That was one of the questions on the lips of the 800 delegates at the RCGP annual conference in Bournemouth yesterday.
The health minister and surgeon, whose name has come to represent almost everything that so many GPs loathe about Labour's health policies, pulled the plug on his keynote speech hours before he was due to take to the stage.
Darzi's taped replacement two-minute video address was perhaps notable only for the health minister's erroneous referral to the RCGP's chairman Professor Steve Field as its president.
‘At least it was a slip of the tongue, rather than the scalpel,' quipped host and BBC TV medical correspondent Fergus Walsh.
Most memorable anecdote was probably Walsh's. He said former colleague turned unlikely Strictly Come Dancing hero John Sargeant had, apparently, told him that there were only three questions journalists ever needed to ask: ‘How bad is it? How bad can it get? And what can be done about it?'
‘John said he once made it through a whole Today programme just asking those three questions.'
Mr Walsh added that when he recently interviewed Darzi, he was given only two minutes and told Darzi's press advisor: ‘Don't worry I've only got three questions.'
But where was the Lord?
The DoH insisted it was ‘ministerial commitments' rather than the expected governmental reshuffle preoccupying him, without actually specifying what they were. Delegates were unimpressed. Professor Field called it a ‘missed opportunity', adding: ‘I'd like one day to get a minister here, although they might be Conservative.'
National primary care director Dr David Colin-Thomé had postponed a family holiday to fill Lord Darzi's shoes and frankly it looked like he'd been given short notice when he stumbled into the conference centre unshaven and scruffy at 8.30 yesterday morning.
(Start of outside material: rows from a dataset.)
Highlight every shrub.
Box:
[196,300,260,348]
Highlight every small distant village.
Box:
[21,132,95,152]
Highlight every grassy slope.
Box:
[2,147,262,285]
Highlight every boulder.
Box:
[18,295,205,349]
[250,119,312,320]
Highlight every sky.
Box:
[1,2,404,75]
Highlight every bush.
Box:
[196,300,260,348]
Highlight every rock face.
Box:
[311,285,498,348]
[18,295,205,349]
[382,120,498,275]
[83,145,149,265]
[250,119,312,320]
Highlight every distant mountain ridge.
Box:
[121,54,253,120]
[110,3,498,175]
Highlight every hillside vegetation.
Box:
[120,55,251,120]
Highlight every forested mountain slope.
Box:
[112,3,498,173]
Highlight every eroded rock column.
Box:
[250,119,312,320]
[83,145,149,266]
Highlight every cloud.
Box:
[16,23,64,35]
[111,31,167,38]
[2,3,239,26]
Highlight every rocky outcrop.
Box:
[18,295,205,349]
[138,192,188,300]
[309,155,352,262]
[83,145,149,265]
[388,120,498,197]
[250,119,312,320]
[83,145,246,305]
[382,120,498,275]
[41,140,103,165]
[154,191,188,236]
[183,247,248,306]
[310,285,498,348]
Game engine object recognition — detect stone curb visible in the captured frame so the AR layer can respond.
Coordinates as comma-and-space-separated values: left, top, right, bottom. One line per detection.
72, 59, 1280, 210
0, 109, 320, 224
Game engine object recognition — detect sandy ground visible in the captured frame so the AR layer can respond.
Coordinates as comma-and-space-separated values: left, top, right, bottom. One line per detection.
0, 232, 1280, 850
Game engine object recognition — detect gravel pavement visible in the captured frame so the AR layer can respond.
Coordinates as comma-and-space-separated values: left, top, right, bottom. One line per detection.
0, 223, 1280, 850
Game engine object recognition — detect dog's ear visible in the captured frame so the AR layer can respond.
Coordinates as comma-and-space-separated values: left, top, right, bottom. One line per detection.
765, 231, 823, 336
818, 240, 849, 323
He was in complete contrast to actual RCGP president Professor David Haslam, who was spotted limbering up for an early morning jog along the seafront in the conference hotel car park some 90 minutes earlier.
The surprise for me about day one of the conference was how unhappy young GPs are about the lack of partnerships. It's something that GP and Healthcare Republic has reported extensively on recently but it's another thing to hear it from the mouths of quite so many unhappy youngsters at the start of their careers.
Hit of the first day was probably Donald Berwick's (president and chief executive officer of the US-based Institute for Healthcare Improvement) who earned a standing ovation and touched many a chord with his speech about the values of the NHS.
Some GPs unwound last night at a GP Jammin Session during which they took to the Bournemouth International Centre stage to play instruments and sing. Day two of the conference programme is about to begin as I write.
But whatever happened to Lord Darzi? Do let us know if you know what detained him yesterday.